As yet, there is no co-inductive step, so if Combo encounters a reduction of the form $[a] = φ([a])$, where $φ(\_)$ is a context in some combinator expression, it will just simply stop and block the reduction ... because nothing is ever reduced twice. The correct way to proceed is to fold it into an infinitary λ-expression and re-write $a$ as $x: a$, and reduce $[a] = x:φ(x)$, where the occurrence of $x$ in the context $φ(\_)$ refers to the entire already-reduced expression $[a]$. For instance,
$$\begin{align}
[S(CBD)f]
&= [CBDf(CBDf)]\\
&= [BfD(BfD)]\\
&= [f(D(BfD))]\\
&= [f(BfD(BfD))]\\
&= f[BfD(BfD)]\\
&= x:fx,
\end{align}$$
assuming that $f$ is a free variable. This stands for the term $f(f(f(⋯)))$.

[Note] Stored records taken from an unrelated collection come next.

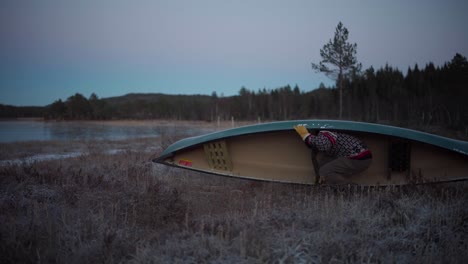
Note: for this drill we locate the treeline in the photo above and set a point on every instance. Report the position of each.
(428, 96)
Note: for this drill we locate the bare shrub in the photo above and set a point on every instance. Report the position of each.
(120, 207)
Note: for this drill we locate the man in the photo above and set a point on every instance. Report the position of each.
(345, 155)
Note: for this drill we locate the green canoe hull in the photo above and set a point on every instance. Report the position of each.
(274, 152)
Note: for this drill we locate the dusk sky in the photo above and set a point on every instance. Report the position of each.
(52, 49)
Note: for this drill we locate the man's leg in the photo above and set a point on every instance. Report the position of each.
(339, 170)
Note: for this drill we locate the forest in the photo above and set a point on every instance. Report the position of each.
(430, 96)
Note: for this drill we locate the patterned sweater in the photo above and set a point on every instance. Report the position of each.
(339, 145)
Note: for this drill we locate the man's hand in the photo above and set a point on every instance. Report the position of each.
(302, 131)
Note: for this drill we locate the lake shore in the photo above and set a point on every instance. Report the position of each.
(120, 207)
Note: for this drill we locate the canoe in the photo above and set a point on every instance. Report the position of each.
(274, 152)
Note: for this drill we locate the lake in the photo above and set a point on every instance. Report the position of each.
(15, 131)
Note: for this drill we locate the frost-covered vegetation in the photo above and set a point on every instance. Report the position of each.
(119, 207)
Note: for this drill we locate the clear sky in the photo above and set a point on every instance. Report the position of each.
(52, 49)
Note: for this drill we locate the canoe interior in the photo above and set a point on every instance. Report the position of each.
(281, 156)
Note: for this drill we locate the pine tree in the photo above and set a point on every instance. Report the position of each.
(338, 59)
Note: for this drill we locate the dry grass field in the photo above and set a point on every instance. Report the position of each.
(111, 206)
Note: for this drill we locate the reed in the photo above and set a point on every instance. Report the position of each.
(120, 207)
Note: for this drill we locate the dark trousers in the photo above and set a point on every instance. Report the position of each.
(339, 170)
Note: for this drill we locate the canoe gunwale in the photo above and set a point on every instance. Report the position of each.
(335, 125)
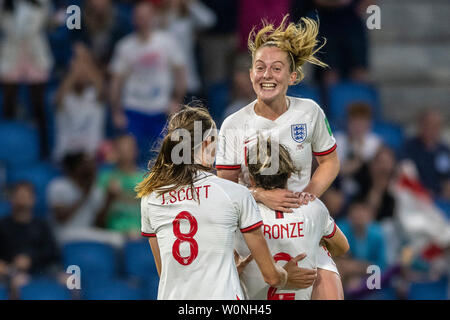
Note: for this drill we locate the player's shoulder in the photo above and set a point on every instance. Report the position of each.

In particular, the normal form for $Y = S(CBD)$ would be
$$\begin{align}
[Y]
&= [S(CBD)]\\
&= Λy·[S(CBD)y]\\
&= Λy·x:yx\\
&= Λy·y(x:yx)\\
&= U(Λy·x:yx)\\
&= z:Uz,
\end{align}$$
where it applies another co-inductive step even during λ-abstraction, once it encounters $Λy·x$ a second time within its first encounter ... thus reducing $Y$ to $U(U(U(⋯)))$. So, the abstraction algorithm would require a co-induction rule of its own: that if $Λx·a = φ(Λx·a)$, then $Λx·a = z:φ(z)$.
If the co-inductive steps are permitted, the weirdest normal form would be for $Ω ≡ D D$. We have $[Ω] = [D D] = [D D] = x:x$. It loops on itself.